# Garmin GPSmap76S issue...



## jpollman (Jan 14, 2001)

Hi folks,
I've got a Garmin GPSmap76S that I've had for about six or seven years. It's always been a very good unit. I haven't had any use for it in quite a while but a few months ago, I pulled it out of the closet and realized that I had never pulled the batteries out of it. Because I didn't have any need for it, I pulled the batteries out and figured I'd store it that way. The batteries that were in it weren't leaking or anything but I figured it wasn't a good idea to store anything with batteries in it during long periods of inactivity.

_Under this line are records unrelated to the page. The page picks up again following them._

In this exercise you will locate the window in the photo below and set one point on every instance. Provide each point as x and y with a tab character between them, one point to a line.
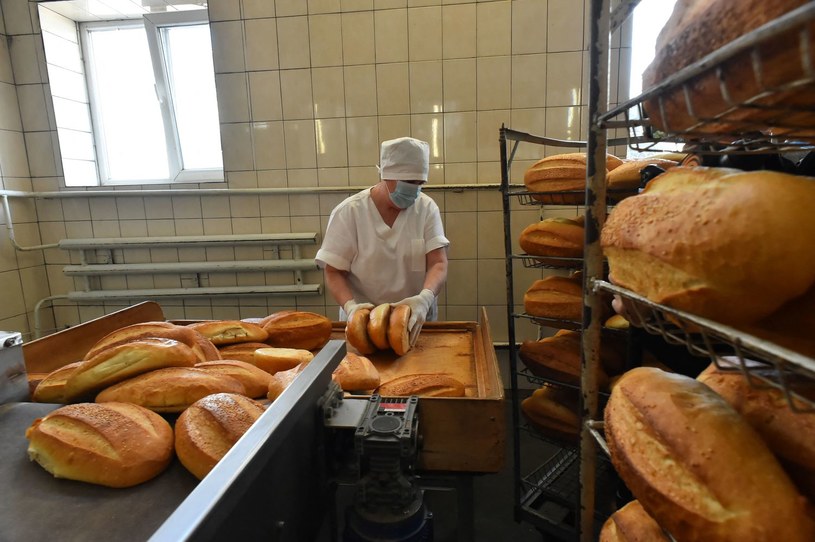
151	91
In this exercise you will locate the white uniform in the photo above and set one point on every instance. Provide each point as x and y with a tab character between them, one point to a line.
385	264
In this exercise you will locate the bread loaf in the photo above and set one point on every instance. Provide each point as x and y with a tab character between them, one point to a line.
695	464
425	385
111	444
631	523
210	427
171	389
297	329
555	297
398	333
356	373
554	411
378	326
356	332
125	361
724	244
230	331
254	379
51	389
273	360
556	237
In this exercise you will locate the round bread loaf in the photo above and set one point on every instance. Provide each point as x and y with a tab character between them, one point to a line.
111	444
378	326
631	523
356	332
273	360
170	390
125	361
696	465
230	331
297	329
398	333
51	389
210	427
254	379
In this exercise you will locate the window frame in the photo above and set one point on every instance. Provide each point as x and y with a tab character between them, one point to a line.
152	24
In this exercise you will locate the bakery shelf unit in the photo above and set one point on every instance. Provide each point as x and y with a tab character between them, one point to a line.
759	112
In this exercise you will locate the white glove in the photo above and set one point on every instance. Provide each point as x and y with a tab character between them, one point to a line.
419	307
351	306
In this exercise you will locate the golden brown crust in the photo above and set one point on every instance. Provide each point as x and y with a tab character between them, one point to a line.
631	523
695	464
398	335
125	361
51	389
297	329
254	379
111	444
723	244
210	427
170	390
273	360
356	373
557	237
230	331
378	326
425	385
356	332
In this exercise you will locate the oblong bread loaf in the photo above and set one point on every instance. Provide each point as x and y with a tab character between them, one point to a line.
696	465
210	427
378	321
297	329
356	332
356	372
254	379
398	333
273	360
111	444
51	389
171	389
125	361
230	331
426	385
631	523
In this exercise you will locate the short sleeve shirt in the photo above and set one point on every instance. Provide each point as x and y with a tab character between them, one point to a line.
385	264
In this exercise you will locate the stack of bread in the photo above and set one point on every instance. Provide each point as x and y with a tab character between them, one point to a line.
696	465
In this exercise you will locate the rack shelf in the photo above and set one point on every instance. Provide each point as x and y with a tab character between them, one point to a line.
763	363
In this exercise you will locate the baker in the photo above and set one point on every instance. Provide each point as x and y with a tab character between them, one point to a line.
386	244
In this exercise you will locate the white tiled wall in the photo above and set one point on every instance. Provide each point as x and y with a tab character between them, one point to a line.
307	90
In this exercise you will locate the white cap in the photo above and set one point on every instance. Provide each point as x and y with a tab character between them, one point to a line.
404	159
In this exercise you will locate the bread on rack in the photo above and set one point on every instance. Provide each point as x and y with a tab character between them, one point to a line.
297	329
564	173
727	245
558	358
230	331
696	466
559	298
556	237
206	431
111	444
631	523
554	411
170	390
790	435
125	361
356	373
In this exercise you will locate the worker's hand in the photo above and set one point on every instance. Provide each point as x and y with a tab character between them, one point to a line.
419	307
351	306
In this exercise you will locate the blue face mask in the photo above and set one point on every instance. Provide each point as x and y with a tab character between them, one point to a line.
405	194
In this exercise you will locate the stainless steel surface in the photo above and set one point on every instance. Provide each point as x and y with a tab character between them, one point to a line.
13	378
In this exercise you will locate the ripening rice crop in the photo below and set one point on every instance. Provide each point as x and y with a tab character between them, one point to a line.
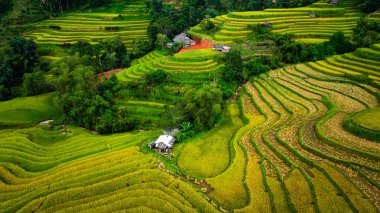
328	19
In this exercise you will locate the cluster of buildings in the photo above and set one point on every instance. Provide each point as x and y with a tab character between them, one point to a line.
165	142
188	42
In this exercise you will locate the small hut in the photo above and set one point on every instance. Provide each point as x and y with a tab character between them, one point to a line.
181	38
164	143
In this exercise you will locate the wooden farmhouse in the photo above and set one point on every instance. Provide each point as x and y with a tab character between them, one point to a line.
164	143
222	48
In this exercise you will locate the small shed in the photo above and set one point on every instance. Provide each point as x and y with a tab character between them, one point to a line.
267	24
226	49
218	47
181	38
222	48
163	143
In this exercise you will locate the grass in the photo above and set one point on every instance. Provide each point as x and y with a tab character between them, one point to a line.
202	53
207	155
91	26
234	26
86	172
368	119
29	110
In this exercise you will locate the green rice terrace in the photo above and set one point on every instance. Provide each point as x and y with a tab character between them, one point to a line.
187	69
129	21
303	137
298	21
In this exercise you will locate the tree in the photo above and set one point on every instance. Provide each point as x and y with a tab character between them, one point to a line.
203	106
18	57
206	24
161	42
5	5
35	83
233	68
24	55
366	33
141	47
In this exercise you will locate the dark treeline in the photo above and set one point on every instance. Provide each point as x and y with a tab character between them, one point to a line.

The other day I pulled it out and put in a set of fresh batteries. I just purchased these batteries at Christmas. I fired it up and I took it out on the deck so it could acquire satellites and re-establish its location. It took quite a few minutes and could only acquire one or two satellites and then it shut itself down. I tried several more times and after anywhere from two to five minutes, the unit just shuts itself off. the length of time varies almost every time. Wondering if the batteries might be an issue, I put in a couple different batteries. Same result. The battery indicator shows full power so that shouldn't be an issue. Have any of you with similar units ever had a problem like this? Should I not have stored it without batteries? 

Thanks for any input!

John


----------



## jpollman (Jan 14, 2001)

Hmm, I got it working. Yesterday while fooling around with it I selected the "Stored without batterie s" option and it didn't do anything. I tried it again today and it took about ten minutes but it finally worked. I knew that function existed but I couldn't find it on any of the menus. But I turned the unit on inside which I knew wouldn't work. After a few minutes, I got a message saying "Poor satellite reception" and then the stored without batteries option was on that menu. I selected that option and took the unit outside and set it on the rail of my deck and after about ten minutes, it was able to locate enough satellites and get itself updated. I noticed that the date and time was incorrect so I knew something was wrong.

Thanks anyway!

John


----------



## Flyhack (Jul 12, 2009)

Try a software and firmware update from Garmin. Mine flaked out last year and kept shutting down. I thought it was battery too at first. It fixed everything. Love that map76S.


----------



## jpollman (Jan 14, 2001)

Yeah I may do that. I haven't done it in quite a while. I don't use it very often, but it's good to keep it up to date.

John


----------



## ATB (Feb 17, 2006)

John
Is it actually working? I have the GPS map 60cs and it is doing the same thing. I left it outside overnight and in the AM it had enough satilites to change the date and time but once I moved it lost them. I thought software update but it also wont talk to my computer to attempt to do any updates via the USB hook up! It is older like yours but not used that often and was expensive to start with very disappointed with Garmin the web site says not longer servicing my out of date model. I am about to buy some acreage and wanted to walk the border and mark things and the dam thing when I need it wont work!!!!! :rant: Any guidance would be helpful.


----------